Breastfeeding Research and Intention to Treat 

 The current issue of The Atlantic features an interesting story by Hanna Rosin called " The Case Against Breastfeeding ." Rosin argues that the health benefits of breastfeeding have been overstated by advocates and professional associations and that, given the costs (in mothers' time and independence), mothers should not be made to feel guilty if they decide not to breastfeed for the full recommended period. One of her key points is that observational studies overstate the benefits of breastfeeding by failing to adequately adjust for background differences between mothers who breastfeed and those who don't.

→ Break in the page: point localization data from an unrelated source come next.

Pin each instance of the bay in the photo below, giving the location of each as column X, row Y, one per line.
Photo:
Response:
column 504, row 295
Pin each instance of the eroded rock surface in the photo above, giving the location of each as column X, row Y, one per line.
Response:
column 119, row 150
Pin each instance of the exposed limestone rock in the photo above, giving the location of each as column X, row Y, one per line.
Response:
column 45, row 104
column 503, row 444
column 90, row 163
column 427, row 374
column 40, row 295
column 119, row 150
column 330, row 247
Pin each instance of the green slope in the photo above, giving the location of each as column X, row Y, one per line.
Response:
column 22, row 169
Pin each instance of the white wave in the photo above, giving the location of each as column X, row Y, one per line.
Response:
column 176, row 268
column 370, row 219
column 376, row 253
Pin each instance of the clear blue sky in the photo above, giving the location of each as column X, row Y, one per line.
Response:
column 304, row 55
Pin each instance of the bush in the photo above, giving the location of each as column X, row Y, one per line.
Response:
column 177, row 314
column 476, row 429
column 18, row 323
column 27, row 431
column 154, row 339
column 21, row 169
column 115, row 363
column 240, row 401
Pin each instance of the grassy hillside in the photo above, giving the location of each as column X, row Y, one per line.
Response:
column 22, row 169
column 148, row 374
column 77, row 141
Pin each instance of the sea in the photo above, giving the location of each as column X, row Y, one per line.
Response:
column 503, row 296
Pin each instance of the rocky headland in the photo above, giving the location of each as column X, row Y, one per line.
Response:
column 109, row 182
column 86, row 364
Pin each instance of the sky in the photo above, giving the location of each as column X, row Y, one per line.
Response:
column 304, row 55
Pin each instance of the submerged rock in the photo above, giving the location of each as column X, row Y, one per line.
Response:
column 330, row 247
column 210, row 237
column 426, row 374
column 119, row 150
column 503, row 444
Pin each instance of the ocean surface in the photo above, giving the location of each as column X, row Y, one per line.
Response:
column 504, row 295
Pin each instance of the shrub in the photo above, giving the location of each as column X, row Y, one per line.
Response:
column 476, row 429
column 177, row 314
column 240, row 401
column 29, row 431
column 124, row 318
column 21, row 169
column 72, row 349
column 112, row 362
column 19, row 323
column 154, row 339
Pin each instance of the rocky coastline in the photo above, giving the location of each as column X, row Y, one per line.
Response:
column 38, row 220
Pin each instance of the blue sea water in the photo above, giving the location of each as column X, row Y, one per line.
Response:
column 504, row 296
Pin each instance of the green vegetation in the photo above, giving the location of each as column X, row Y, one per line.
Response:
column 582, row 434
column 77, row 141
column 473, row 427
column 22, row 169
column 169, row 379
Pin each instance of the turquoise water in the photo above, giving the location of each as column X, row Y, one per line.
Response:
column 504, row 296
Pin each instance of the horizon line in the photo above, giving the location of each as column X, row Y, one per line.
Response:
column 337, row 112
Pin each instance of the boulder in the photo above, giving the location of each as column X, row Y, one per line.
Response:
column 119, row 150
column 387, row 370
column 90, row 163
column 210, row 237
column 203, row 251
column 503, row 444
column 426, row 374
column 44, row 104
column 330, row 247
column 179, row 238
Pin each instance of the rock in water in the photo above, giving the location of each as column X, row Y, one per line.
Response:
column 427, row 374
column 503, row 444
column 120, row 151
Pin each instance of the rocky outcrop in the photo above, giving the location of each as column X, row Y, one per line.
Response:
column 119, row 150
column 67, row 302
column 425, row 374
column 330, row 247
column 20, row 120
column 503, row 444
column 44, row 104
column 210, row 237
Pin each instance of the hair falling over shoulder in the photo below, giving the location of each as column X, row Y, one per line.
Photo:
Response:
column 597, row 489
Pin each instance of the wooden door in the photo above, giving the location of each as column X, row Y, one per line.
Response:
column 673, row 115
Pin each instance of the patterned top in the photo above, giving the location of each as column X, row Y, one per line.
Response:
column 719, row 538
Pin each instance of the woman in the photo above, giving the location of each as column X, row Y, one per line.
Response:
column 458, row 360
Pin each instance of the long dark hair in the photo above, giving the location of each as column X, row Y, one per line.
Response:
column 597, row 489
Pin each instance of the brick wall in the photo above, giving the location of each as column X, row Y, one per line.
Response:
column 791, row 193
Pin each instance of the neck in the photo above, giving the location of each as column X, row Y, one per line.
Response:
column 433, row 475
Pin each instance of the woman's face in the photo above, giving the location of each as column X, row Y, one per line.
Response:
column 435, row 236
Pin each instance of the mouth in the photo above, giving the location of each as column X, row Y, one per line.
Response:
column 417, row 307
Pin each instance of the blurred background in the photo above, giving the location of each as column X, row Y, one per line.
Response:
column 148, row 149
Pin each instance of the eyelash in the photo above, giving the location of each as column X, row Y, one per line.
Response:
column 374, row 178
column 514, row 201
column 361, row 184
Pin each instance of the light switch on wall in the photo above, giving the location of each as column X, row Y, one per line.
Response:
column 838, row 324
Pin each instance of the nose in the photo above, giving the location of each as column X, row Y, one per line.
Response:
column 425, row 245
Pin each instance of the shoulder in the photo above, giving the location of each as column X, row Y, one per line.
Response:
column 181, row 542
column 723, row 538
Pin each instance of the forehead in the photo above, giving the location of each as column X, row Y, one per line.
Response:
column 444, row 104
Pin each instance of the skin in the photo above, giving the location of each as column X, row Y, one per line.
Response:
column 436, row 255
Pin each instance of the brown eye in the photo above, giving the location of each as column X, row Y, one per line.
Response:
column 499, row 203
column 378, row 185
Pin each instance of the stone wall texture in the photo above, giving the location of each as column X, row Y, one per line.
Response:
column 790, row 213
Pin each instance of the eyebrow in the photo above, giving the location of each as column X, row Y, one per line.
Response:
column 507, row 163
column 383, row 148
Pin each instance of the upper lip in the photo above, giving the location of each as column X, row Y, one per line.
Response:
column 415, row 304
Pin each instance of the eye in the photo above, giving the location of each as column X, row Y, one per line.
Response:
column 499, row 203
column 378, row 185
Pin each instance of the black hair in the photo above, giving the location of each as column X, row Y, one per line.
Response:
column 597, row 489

Observable differences, reports Rosin, are considerable: breastfeeding is more common among women who are "white, older, and educated; a woman who attended college, for instance, is roughly twice as likely to nurse for six months." In the course of making her argument Rosin provides a very nice layman's treatment of the difficulties of learning from observational studies; I think the article could be useful in teaching statistical concepts to a non-technical audience, although the politics of the issue might overwhelm the statistical content. 

 I followed up a bit on one experimental study she mentions in which researchers implemented an encouragement design in Belarus: new mothers in randomly selected clinics who were already breastfeeding were exposed to an intervention strongly encouraging them to nurse exclusively for several months, and the health outcomes of those babies as well as babies in non-selected clinics were tracked for several years. Rosin reports that this study found an effect of breastfeeding on gastrointestinal infection and infant rashes (and possibly IQ), but no effect on a host of other outcomes (weight, blood pressure, ear infections, or allergies).  

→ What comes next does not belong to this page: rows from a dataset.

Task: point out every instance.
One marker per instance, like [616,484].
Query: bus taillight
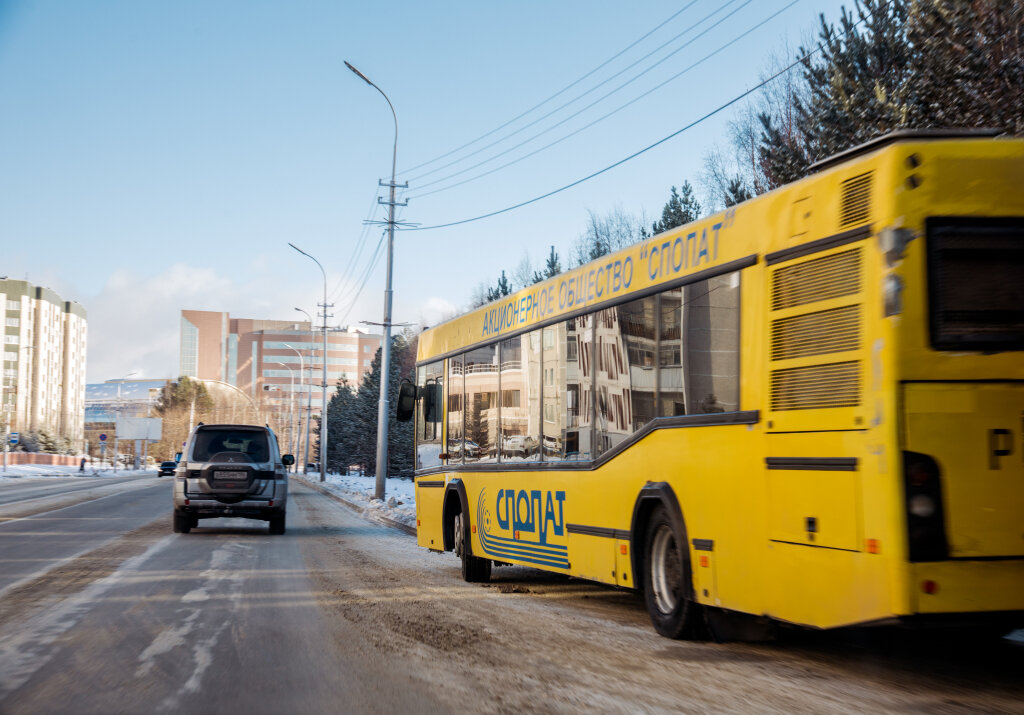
[925,519]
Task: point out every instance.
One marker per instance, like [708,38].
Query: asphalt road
[103,610]
[221,620]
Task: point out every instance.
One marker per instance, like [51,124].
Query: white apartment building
[43,385]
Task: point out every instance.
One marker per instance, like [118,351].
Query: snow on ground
[399,495]
[22,471]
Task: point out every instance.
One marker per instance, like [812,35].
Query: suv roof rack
[902,135]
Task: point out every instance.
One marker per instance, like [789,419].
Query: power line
[360,244]
[581,96]
[370,269]
[603,117]
[558,93]
[633,156]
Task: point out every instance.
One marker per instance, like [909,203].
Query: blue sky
[158,156]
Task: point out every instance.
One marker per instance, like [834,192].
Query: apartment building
[260,356]
[44,352]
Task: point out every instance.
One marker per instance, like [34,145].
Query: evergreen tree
[681,208]
[736,193]
[606,234]
[352,416]
[902,65]
[552,267]
[503,289]
[968,65]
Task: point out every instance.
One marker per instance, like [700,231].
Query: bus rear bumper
[967,587]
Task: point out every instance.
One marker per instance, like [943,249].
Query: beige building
[43,361]
[257,356]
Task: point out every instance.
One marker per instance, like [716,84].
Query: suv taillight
[925,516]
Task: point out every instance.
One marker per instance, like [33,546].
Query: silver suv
[231,470]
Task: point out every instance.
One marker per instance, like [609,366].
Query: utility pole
[324,305]
[383,406]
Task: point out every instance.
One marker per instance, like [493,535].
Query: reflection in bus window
[638,326]
[481,405]
[565,361]
[428,435]
[455,411]
[520,427]
[710,329]
[672,398]
[614,414]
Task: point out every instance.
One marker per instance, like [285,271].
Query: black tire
[474,569]
[668,579]
[182,523]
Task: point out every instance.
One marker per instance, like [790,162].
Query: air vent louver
[816,386]
[821,279]
[816,333]
[855,204]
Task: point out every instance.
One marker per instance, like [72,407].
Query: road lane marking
[31,645]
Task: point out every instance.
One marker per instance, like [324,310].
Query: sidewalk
[22,471]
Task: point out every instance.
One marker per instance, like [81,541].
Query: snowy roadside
[24,471]
[398,504]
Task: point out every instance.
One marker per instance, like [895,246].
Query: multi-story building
[44,350]
[260,356]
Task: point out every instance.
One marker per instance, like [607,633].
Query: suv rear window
[250,444]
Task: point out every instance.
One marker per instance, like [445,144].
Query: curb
[358,509]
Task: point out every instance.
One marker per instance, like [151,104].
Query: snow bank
[399,495]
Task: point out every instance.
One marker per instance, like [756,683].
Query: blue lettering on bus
[531,512]
[664,259]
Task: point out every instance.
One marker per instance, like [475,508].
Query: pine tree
[503,289]
[552,267]
[681,208]
[736,193]
[968,65]
[352,416]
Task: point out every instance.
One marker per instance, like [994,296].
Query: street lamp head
[359,74]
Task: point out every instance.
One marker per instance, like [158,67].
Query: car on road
[231,470]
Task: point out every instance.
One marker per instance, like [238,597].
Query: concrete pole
[383,407]
[325,305]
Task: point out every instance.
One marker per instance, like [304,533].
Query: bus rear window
[976,295]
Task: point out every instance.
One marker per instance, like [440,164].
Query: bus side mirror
[407,402]
[432,402]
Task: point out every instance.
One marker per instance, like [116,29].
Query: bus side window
[428,415]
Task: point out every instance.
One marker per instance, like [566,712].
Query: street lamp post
[309,396]
[298,430]
[117,412]
[291,407]
[238,389]
[383,407]
[324,376]
[7,408]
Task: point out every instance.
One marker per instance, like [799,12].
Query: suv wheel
[182,523]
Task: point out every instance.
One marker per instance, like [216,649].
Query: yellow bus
[807,409]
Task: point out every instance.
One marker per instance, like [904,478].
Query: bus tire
[474,569]
[668,578]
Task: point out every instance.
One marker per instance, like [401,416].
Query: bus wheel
[667,576]
[474,570]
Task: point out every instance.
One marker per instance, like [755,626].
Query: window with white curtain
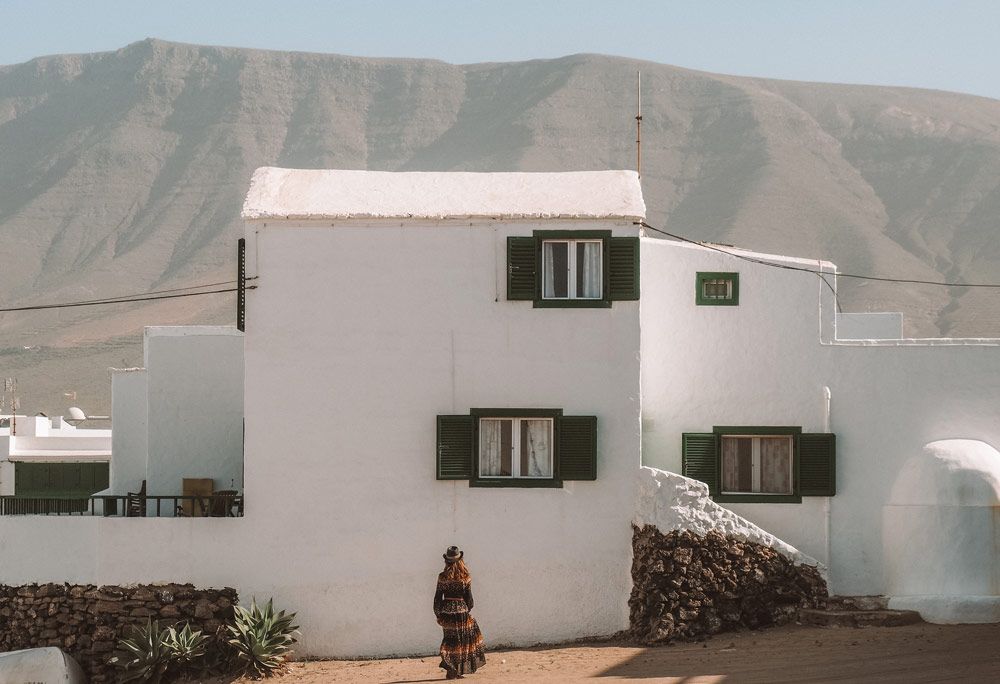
[571,269]
[515,447]
[757,463]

 I read what appears to be the first paper from the study ( published in 2001 in JAMA ), which reported that the intervention reduced GI infection and rashes. One thing that surprised me was that all health effects was reported in terms of "intention-to-treat," ie a raw comparison of outcomes in the treatment group and the control group, irrespective of whether the mother actually breastfed. The intervention increased the proportion of mothers doing any breast-feeding at 6 months from .36 to .5, so we know that whatever effects are found via ITT understate the impact of breastfeeding itself (because they measure the impact of being assigned to treatment, which changes breastfeeding status only for some mothers). (The authors know this too, and they raise the point in  a rejoinder .)  

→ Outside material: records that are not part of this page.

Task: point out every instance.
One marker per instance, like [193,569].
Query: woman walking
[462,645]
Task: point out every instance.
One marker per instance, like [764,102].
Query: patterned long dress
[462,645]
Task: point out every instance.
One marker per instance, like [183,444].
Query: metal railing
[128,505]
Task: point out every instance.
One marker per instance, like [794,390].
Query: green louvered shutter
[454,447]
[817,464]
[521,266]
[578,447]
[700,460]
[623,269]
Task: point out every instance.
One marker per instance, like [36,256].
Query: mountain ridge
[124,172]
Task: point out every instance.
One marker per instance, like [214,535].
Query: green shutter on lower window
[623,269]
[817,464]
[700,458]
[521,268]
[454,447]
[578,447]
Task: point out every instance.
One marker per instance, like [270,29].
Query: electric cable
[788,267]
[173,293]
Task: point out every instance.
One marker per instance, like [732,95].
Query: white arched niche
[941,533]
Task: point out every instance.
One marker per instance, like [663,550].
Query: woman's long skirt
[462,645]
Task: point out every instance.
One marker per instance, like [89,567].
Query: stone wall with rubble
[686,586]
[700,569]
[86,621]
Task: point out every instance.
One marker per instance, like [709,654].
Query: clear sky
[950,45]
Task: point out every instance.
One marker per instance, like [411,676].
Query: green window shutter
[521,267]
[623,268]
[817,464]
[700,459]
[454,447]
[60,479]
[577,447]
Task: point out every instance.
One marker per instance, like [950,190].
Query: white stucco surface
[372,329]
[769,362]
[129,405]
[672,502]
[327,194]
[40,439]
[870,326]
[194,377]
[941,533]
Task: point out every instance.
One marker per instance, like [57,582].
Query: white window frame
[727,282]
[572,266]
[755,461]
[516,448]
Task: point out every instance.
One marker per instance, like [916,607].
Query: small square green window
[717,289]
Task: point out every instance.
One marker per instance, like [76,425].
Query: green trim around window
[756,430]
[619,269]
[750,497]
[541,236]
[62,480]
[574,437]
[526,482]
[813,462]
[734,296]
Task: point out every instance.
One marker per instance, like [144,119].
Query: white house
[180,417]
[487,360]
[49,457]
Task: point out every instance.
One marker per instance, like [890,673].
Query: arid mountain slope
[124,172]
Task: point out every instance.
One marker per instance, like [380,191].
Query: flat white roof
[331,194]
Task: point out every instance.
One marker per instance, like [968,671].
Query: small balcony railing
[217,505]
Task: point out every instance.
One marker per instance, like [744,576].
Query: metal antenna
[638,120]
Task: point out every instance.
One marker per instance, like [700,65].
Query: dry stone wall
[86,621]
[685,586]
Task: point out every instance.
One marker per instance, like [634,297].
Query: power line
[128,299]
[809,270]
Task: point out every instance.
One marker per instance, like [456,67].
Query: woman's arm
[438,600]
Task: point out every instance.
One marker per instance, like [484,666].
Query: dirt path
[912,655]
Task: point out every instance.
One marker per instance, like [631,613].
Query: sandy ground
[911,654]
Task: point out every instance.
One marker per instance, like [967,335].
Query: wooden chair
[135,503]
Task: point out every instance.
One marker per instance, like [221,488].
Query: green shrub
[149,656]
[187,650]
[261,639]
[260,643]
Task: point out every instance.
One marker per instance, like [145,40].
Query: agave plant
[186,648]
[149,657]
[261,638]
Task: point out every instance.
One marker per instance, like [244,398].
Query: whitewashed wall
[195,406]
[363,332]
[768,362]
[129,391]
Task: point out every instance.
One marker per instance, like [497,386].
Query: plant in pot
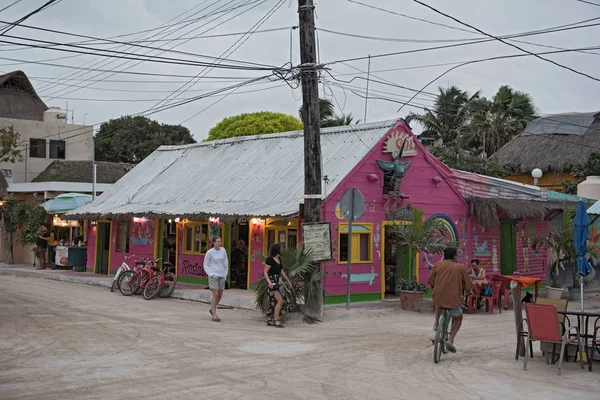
[560,242]
[417,236]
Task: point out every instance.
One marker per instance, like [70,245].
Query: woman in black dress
[273,274]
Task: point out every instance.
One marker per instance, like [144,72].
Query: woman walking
[273,274]
[216,266]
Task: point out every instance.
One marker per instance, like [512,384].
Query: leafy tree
[131,139]
[495,122]
[20,225]
[449,118]
[460,159]
[257,123]
[9,139]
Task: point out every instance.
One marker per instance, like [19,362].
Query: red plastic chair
[542,325]
[494,299]
[473,299]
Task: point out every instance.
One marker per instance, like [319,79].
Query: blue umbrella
[582,231]
[66,202]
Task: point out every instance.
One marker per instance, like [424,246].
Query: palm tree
[305,276]
[449,117]
[561,242]
[328,116]
[339,120]
[495,122]
[421,236]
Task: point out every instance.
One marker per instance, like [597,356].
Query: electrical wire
[425,49]
[37,10]
[507,43]
[11,4]
[248,2]
[228,52]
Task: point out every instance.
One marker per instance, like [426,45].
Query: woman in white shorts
[216,266]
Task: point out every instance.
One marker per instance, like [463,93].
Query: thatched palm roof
[81,171]
[552,146]
[18,98]
[488,211]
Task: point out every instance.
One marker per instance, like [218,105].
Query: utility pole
[93,165]
[312,123]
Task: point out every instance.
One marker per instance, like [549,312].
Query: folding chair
[542,325]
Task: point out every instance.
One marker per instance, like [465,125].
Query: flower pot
[553,293]
[411,301]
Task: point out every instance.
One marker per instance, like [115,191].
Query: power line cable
[101,62]
[404,52]
[507,43]
[37,10]
[236,45]
[179,44]
[11,4]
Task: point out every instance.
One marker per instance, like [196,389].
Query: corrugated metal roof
[487,187]
[561,124]
[249,176]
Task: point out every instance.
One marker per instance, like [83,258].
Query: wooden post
[518,307]
[312,124]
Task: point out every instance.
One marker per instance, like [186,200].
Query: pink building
[249,190]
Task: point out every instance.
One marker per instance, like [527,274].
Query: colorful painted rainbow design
[451,234]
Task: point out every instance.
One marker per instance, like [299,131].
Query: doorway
[103,231]
[508,248]
[239,254]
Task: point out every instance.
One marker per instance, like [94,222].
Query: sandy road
[68,341]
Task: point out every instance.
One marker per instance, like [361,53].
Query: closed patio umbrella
[66,202]
[582,231]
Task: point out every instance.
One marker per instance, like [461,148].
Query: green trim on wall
[354,298]
[193,279]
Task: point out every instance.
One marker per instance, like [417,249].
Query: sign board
[317,238]
[62,256]
[352,205]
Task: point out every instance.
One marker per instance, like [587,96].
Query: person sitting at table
[476,272]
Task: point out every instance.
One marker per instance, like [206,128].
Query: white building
[44,134]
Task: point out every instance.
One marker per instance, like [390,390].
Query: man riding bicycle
[448,281]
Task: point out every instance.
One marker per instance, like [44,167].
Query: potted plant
[411,294]
[561,243]
[418,236]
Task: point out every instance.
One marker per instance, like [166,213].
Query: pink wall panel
[141,243]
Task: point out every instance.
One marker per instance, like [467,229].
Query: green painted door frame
[508,248]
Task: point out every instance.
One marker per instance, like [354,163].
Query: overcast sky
[108,96]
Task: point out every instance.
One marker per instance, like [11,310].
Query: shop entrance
[169,243]
[393,263]
[240,233]
[102,247]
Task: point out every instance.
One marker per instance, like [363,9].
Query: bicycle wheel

 The standard approach I learned is to estimate a "complier average treatment effect" by essentially dividing the ITT by the effect of treatment assignment on treatment status, but the study appears to not do this. (The CATE for GI infection, according to my back-of-the-envelope calculation and assuming "no defiers," is about -.3, ie about a 30% decrease in the probability of infection for mothers who were induced to breastfeed by the intervention.) I suppose focusing on ITT's could be common in epidemiology because it addresses the policymaker's question of whether it's worth it to implement a similar program, assuming compliance rates would be similar. But for a mother thinking about what to do, the CATE gives much better information about whether or not to breast-feed.